The water cycle, illustrated in the diagram below, is comprised of the cycling of water between three areas: ocean, atmosphere, and land.
The sun causes evaporation from things like rivers, lakes, oceans, swamps, mud puddles, and ditches, adding water to the atmosphere. Water can also enter the atmosphere through transpiration, which is the release of water vapor from plants.
Once water is in the atmosphere, it condenses and creates clouds in what is called condensation. Once the condensation has reached a certain point, water will fall as precipitation. This water will join lakes and streams, which eventually return to the ocean, completing the cycle. Some precipitation will fall as snow and become compacted into a glacier, which takes the water out of the cycle until the glacier eventually melts.
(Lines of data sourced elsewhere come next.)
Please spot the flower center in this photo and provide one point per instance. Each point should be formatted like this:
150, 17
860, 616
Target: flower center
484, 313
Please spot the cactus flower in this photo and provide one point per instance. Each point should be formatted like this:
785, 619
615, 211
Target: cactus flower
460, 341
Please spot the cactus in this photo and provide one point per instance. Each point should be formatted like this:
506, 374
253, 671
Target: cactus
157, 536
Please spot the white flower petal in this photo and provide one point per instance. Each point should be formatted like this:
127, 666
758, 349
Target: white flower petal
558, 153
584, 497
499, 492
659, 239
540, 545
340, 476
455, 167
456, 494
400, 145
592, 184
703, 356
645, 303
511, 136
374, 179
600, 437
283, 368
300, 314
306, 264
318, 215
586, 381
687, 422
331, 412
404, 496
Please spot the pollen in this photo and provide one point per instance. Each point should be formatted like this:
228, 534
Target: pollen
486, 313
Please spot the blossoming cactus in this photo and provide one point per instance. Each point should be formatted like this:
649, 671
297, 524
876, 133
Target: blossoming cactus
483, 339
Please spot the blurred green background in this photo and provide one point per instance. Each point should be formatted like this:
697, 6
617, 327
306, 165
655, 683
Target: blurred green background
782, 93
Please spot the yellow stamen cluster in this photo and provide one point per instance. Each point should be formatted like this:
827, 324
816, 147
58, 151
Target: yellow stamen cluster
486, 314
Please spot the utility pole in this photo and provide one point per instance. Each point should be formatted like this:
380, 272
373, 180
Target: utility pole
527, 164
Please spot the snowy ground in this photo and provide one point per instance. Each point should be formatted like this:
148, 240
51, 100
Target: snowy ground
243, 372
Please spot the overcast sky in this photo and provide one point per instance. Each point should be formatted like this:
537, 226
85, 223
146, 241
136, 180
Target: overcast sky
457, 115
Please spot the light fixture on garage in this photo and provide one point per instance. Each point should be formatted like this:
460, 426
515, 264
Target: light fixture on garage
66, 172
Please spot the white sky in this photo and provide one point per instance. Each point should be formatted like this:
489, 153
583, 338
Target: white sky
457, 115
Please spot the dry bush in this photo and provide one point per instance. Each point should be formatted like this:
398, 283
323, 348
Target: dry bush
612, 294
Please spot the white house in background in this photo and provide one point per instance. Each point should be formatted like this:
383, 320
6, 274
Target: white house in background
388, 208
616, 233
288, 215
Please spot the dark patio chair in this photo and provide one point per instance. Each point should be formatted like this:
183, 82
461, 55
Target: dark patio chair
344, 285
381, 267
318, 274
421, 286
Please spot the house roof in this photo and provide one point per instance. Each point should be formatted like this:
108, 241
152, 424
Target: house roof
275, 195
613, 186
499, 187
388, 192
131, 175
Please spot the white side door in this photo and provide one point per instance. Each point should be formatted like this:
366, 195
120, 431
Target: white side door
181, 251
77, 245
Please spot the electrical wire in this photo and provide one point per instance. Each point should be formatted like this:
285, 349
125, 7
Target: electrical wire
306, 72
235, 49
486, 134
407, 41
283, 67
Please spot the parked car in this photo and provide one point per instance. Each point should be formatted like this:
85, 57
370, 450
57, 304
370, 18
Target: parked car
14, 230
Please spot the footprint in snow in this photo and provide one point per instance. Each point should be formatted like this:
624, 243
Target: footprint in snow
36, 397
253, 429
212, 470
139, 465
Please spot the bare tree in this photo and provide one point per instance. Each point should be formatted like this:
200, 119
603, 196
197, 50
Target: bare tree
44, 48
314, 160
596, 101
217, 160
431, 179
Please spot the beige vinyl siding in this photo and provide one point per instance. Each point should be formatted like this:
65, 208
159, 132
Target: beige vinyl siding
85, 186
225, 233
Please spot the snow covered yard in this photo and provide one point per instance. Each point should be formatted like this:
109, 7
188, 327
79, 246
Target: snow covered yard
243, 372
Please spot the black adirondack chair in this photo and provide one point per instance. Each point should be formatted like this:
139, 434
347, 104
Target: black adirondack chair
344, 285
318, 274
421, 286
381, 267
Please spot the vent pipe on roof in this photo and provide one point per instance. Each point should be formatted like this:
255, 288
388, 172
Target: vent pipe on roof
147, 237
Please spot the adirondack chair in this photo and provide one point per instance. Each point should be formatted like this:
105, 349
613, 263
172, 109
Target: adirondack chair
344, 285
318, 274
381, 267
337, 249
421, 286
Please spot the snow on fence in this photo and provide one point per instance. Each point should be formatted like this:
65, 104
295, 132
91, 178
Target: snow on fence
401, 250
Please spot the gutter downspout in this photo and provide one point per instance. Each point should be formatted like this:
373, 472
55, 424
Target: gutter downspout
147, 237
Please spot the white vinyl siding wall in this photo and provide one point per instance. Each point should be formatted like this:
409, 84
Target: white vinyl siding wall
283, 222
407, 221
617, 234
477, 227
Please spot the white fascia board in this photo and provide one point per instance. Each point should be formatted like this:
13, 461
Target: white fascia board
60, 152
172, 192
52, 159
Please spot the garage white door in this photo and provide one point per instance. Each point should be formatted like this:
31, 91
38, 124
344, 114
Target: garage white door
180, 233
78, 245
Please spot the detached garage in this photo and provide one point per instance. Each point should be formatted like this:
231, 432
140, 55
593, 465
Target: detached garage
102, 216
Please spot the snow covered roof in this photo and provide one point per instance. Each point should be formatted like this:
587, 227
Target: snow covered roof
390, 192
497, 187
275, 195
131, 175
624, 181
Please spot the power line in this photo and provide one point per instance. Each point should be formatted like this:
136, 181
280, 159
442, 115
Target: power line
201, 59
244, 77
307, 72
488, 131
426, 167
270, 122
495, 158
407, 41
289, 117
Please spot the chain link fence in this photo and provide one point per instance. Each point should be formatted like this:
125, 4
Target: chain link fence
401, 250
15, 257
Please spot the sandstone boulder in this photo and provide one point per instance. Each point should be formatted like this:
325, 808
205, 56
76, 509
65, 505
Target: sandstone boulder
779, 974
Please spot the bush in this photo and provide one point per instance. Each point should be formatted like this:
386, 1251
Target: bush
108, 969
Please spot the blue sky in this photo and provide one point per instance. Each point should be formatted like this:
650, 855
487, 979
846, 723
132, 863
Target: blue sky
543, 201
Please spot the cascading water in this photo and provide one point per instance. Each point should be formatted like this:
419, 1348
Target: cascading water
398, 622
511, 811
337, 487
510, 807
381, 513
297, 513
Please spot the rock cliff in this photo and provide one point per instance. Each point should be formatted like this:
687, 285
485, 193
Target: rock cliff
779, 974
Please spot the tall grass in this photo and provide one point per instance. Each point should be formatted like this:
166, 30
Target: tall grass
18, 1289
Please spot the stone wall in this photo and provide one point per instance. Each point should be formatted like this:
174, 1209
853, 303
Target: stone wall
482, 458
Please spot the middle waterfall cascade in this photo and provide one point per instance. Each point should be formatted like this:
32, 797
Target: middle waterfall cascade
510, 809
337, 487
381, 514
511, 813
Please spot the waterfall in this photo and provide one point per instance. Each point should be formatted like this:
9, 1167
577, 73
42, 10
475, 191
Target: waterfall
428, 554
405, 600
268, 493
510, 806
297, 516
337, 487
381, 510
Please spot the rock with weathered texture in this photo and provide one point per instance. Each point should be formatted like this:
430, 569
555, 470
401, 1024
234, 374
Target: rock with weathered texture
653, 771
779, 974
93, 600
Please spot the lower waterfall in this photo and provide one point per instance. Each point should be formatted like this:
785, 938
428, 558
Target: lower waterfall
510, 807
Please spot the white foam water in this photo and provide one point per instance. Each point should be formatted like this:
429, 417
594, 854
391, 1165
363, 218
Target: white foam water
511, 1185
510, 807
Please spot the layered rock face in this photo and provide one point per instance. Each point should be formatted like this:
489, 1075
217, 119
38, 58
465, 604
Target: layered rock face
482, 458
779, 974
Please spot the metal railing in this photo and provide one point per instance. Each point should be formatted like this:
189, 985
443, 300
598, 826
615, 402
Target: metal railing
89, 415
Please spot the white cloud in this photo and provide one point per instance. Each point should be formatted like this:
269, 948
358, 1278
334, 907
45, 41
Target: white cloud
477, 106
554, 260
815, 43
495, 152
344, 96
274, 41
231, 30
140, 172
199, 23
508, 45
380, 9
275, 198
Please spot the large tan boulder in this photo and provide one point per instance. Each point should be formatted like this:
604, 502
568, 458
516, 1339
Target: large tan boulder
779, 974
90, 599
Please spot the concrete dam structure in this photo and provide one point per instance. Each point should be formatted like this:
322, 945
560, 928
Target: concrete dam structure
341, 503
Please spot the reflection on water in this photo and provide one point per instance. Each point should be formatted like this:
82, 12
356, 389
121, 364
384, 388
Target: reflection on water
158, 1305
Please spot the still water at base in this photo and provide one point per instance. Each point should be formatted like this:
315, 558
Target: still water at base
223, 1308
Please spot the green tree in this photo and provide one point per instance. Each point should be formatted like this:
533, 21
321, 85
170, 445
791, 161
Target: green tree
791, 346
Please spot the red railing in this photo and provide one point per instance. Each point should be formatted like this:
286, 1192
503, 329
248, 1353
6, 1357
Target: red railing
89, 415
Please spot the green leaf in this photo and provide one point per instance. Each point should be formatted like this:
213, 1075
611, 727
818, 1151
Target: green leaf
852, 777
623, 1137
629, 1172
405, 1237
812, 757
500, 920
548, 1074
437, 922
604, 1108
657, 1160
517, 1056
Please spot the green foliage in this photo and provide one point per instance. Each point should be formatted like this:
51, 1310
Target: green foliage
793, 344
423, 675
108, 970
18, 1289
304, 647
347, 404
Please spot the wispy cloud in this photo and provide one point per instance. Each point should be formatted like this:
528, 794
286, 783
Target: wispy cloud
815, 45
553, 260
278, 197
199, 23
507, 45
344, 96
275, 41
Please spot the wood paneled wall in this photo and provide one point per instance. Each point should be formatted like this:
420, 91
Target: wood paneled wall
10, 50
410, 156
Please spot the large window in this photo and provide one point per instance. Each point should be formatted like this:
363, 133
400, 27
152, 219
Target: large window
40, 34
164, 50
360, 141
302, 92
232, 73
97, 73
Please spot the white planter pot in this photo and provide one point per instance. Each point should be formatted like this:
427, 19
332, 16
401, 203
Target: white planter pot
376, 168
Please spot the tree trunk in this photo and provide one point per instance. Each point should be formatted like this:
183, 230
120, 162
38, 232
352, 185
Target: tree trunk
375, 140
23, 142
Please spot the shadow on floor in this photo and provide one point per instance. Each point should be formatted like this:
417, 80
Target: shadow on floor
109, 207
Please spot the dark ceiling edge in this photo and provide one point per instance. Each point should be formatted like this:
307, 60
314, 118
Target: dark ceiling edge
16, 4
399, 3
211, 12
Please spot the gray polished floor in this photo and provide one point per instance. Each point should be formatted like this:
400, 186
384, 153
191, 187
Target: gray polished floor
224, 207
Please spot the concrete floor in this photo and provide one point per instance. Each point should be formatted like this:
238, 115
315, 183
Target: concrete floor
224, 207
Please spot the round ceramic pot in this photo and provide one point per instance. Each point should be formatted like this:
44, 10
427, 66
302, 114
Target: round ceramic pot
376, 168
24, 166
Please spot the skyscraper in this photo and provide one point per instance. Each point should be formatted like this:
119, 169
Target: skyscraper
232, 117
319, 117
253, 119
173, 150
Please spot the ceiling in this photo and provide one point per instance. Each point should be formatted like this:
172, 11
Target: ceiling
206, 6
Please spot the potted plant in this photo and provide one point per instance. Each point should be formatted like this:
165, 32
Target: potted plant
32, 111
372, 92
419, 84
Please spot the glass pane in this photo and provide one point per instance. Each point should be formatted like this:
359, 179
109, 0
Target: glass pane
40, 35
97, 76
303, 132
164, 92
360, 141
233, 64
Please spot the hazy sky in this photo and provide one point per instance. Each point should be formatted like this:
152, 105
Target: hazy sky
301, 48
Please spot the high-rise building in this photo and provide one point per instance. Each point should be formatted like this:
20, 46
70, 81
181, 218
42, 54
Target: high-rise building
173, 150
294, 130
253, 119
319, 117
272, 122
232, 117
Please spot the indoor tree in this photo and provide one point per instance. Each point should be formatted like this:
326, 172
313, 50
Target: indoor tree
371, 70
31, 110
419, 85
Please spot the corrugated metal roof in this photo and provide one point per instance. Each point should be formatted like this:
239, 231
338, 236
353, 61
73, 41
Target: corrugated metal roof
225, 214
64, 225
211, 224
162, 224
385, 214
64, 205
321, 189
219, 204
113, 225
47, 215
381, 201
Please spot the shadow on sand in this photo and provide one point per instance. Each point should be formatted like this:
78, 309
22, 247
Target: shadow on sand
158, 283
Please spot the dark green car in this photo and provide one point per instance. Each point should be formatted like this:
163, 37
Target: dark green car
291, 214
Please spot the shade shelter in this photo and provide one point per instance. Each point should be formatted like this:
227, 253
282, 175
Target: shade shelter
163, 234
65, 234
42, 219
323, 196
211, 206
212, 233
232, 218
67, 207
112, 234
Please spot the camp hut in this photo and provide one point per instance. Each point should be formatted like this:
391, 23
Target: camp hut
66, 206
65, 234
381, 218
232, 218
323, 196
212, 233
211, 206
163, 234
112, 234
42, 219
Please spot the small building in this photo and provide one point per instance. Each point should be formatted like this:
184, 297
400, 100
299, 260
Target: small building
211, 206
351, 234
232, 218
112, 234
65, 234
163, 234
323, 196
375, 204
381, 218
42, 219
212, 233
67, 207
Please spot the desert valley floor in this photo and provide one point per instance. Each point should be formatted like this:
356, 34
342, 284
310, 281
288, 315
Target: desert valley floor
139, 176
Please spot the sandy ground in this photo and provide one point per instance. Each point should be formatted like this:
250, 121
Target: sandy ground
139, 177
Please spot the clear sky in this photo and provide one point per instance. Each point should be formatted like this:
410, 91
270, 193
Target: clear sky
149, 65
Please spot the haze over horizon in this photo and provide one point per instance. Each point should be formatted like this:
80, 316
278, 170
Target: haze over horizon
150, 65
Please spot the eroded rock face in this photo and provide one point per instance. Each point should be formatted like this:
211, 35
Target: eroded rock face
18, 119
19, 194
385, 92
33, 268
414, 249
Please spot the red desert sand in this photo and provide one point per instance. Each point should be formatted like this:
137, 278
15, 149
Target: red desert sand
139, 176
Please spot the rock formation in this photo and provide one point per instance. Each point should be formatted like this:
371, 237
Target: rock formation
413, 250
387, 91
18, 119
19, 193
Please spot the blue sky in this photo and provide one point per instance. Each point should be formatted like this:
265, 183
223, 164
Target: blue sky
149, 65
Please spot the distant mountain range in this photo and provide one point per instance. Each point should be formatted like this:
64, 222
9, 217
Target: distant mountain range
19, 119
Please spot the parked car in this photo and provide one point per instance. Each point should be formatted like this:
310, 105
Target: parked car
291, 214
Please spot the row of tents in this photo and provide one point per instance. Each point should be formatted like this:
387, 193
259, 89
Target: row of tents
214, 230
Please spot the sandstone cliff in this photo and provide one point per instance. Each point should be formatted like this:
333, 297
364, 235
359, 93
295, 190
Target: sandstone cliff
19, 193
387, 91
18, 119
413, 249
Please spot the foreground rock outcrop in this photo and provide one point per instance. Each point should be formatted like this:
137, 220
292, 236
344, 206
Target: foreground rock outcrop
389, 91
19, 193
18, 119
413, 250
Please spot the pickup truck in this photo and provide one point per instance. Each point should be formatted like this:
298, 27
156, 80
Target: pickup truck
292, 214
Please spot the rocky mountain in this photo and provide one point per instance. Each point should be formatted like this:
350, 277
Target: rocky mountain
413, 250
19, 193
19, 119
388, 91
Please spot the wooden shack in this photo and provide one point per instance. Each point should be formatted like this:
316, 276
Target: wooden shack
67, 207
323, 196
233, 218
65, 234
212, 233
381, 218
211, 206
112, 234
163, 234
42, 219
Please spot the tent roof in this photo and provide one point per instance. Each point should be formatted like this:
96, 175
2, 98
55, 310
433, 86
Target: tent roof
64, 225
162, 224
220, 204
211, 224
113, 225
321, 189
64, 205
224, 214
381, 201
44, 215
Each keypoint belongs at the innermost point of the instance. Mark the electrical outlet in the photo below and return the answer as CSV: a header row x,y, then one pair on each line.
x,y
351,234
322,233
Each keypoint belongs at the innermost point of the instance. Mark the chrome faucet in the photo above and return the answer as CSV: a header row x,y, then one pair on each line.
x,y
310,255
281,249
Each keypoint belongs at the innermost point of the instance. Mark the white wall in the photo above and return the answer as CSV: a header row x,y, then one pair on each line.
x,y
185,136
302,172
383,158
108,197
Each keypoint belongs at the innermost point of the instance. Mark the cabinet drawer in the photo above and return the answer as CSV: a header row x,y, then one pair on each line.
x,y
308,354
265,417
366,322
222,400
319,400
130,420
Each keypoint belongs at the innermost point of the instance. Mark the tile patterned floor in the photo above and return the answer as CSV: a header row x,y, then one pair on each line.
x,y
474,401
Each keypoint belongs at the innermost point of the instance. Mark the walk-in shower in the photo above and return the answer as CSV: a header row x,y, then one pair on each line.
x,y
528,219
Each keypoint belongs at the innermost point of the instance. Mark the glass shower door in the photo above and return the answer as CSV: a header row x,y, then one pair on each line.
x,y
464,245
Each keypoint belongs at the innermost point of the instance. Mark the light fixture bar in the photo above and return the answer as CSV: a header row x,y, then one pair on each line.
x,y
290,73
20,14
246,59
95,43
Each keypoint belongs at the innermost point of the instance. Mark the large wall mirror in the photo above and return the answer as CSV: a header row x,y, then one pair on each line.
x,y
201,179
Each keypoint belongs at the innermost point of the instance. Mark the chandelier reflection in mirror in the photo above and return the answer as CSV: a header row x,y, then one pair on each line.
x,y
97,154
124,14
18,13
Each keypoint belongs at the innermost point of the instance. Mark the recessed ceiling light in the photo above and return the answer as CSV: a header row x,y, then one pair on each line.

The nitrogen cycle, illustrated below, is the movement of nitrogen through living things and the atmosphere. Nitrogen is a gas that is found in the atmosphere, and it is also an important biological compound that is found in DNA and amino acids that make up proteins.
Atmospheric nitrogen is not usable by life forms, so it needs to be fixed in the form that is usable. Nitrogen fixation is a process where atmospheric nitrogen, which makes up 78% of our atmosphere's composition, is converted into usable forms by microorganisms like bacteria. This type of bacteria lives on the roots of plants, such as legumes like clover, alfalfa, soybeans, and peanuts.
Animals get this nitrogen by consuming plants, and then building DNA, proteins, and muscle. In turn, they pass it on in the cycle through their urine, or when they die.
Microorganisms then break down the nitrogen in the body into usable forms again.
It is important to note that humans contribute to extra nitrogen in the cycle through the runoff from fertilizer use and animal waste. This extra nitrogen can cause harm to humans, animals, and various aquatic species. The excess nitrogen is primarily a problem in water systems where it can cause large algae blooms, which disrupt these aquatic ecosystems.
Most of the nitrogen used for fertilizer is created by an industrial chemical process, which uses natural gas and air to create usable nitrogen compounds. Agricultural nitrogen can be considered a pollutant.